There's a similar problem with websites which map rock climbing routes. Some make their data open to some extent, but not in a way that can be meaningfully contributed back to OSM. Even though they all use OSM data (usually via Mapbox), to generate their maps, and allow users to draw and annotate layers on top of it.

I'm very interested in working towards an open tooling and open data ecosystem for rock climbing information, but I don't know where to get started on finding others to build it with.

You are welcome to make a channel on https://slack.openstreetmap.us/ .

There may be one already, I haven't checked.

Does strava actually use the trail data from OSM? as far as i can tell, the routes on strava are entirely contributed by strava users and don't come from OSM in any way.

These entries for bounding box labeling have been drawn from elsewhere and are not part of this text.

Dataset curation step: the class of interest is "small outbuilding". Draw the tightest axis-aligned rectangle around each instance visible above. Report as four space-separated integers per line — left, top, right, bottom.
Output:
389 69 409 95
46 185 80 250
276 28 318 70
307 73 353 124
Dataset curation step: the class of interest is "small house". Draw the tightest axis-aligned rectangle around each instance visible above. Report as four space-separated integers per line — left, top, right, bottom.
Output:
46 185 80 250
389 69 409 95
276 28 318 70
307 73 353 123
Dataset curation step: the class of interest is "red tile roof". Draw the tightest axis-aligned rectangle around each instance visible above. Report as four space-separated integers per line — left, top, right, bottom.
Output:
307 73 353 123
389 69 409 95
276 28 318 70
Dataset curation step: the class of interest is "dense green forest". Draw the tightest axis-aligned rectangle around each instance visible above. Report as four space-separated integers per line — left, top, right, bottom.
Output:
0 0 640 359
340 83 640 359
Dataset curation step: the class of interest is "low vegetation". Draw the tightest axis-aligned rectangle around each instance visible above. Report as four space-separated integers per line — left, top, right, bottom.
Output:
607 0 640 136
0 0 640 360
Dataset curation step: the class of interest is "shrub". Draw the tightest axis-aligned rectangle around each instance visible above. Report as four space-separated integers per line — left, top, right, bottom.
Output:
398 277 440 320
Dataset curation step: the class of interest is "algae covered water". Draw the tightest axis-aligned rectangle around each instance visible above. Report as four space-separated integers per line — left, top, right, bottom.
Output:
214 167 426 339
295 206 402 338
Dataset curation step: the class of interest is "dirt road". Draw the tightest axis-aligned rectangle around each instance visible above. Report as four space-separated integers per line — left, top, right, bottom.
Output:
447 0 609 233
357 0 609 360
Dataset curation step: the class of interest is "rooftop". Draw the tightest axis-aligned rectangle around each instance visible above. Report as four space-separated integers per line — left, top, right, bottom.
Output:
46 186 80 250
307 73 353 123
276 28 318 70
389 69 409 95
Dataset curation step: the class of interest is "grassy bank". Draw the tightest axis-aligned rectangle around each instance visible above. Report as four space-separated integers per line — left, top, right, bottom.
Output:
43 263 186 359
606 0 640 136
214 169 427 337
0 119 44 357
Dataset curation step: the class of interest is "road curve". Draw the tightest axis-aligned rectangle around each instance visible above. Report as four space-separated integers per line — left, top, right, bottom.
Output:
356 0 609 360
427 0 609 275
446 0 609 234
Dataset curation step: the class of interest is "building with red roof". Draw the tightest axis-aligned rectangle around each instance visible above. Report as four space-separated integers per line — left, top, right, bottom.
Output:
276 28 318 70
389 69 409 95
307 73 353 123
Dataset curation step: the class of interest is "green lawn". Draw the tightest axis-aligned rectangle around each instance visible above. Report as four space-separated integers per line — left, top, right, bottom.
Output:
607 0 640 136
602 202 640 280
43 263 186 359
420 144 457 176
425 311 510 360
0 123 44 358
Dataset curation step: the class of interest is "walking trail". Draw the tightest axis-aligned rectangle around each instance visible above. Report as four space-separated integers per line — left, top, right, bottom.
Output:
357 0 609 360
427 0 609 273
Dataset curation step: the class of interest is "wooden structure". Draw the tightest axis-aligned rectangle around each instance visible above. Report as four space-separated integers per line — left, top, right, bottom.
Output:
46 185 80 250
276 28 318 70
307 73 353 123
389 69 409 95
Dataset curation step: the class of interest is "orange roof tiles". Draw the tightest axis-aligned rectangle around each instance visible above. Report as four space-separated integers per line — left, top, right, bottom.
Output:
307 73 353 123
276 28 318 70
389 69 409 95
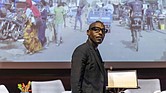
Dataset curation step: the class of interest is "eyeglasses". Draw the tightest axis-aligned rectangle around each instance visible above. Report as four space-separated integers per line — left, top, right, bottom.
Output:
90 27 108 33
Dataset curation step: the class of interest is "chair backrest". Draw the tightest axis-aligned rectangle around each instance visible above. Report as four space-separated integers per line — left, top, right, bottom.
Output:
127 79 161 93
0 85 9 93
31 80 65 93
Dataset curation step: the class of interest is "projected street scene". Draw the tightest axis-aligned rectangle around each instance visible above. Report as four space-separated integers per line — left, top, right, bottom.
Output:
0 0 166 62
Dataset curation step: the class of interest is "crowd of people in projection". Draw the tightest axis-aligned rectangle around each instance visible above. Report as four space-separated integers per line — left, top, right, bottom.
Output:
0 0 165 54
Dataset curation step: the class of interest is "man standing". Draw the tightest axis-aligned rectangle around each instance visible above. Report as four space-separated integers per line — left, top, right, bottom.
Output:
54 3 65 46
146 5 153 31
71 21 108 93
129 0 143 43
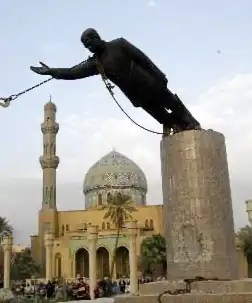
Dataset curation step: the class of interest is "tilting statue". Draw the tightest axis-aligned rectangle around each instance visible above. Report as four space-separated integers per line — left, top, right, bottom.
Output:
31 28 200 131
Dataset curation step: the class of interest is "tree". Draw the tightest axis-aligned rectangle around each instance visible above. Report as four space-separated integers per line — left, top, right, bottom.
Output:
140 234 167 275
104 193 137 277
11 248 39 280
0 217 13 241
237 225 252 263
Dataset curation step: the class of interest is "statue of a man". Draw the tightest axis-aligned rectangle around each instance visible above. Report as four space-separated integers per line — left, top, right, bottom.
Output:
31 28 200 130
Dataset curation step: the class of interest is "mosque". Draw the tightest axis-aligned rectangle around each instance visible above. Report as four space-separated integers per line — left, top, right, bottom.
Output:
31 101 248 279
31 101 164 278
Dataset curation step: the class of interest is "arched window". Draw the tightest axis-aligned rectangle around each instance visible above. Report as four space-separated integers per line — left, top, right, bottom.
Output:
98 193 102 205
150 219 154 230
61 225 65 236
107 193 112 202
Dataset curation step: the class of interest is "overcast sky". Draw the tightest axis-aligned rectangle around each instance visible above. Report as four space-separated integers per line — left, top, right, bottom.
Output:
0 0 252 244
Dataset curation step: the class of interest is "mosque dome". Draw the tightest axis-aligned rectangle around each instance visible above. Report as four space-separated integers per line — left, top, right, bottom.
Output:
83 150 148 209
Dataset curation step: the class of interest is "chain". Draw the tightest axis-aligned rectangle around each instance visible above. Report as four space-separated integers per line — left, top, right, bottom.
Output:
96 59 169 136
0 59 88 108
0 57 185 136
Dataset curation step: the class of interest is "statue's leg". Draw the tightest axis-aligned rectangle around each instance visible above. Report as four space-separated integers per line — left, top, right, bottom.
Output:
158 89 200 129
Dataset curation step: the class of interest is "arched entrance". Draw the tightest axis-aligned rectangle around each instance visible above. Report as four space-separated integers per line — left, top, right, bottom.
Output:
75 248 89 278
116 246 130 278
96 247 109 279
54 253 61 278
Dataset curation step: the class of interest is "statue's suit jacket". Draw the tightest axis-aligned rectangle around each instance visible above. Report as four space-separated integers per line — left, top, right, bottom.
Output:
49 38 167 107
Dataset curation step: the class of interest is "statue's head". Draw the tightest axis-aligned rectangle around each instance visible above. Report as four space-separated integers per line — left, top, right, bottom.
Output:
81 28 103 53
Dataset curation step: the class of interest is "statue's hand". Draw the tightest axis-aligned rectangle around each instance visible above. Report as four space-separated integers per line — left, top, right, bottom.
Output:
30 62 51 76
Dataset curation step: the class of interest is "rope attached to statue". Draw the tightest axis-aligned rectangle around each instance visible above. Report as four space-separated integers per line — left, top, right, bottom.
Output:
0 59 167 135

The two maps follow the same paths obviously, but at least in my region the routes and segments on strava don't ever seem to start or stop at the trail intersections in the OSM maps and often cross unmapped and unofficial connectors that don't appear on OSM. The extent of their reliance on OSM trail data seems to be that they use MapBox tile images and those tiles sometimes have OSM trail names marked on them.

Strava's map are based on OpenStreetMap, there is attribution in the bottom right corner of every map (not sure where in the mobile app, I'm not an active user).

The parent comment probably talks about giving Strava user uploaded data/tracks back to the OSM community so they improve the map (or add new paths themselves). In a way they already do https://wiki.openstreetmap.org/wiki/Strava#Data_Permission_-... Allowing tracing is more than other companies offer and gladly accepted. It regularly leads to new unmapped paths discovered, sometimes on private ground (military areas) that are otherwise inaccessable to an OSM mapper.

>Strava's map are based on OpenStreetMap

yeah, that's what i was saying about the tiles - their tiles come from mapbox, which means they include OSM data and therefore must include the attribution. but the claim was that they're heavily reliant on OSM's trail data, and I just haven't seen any evidence of that.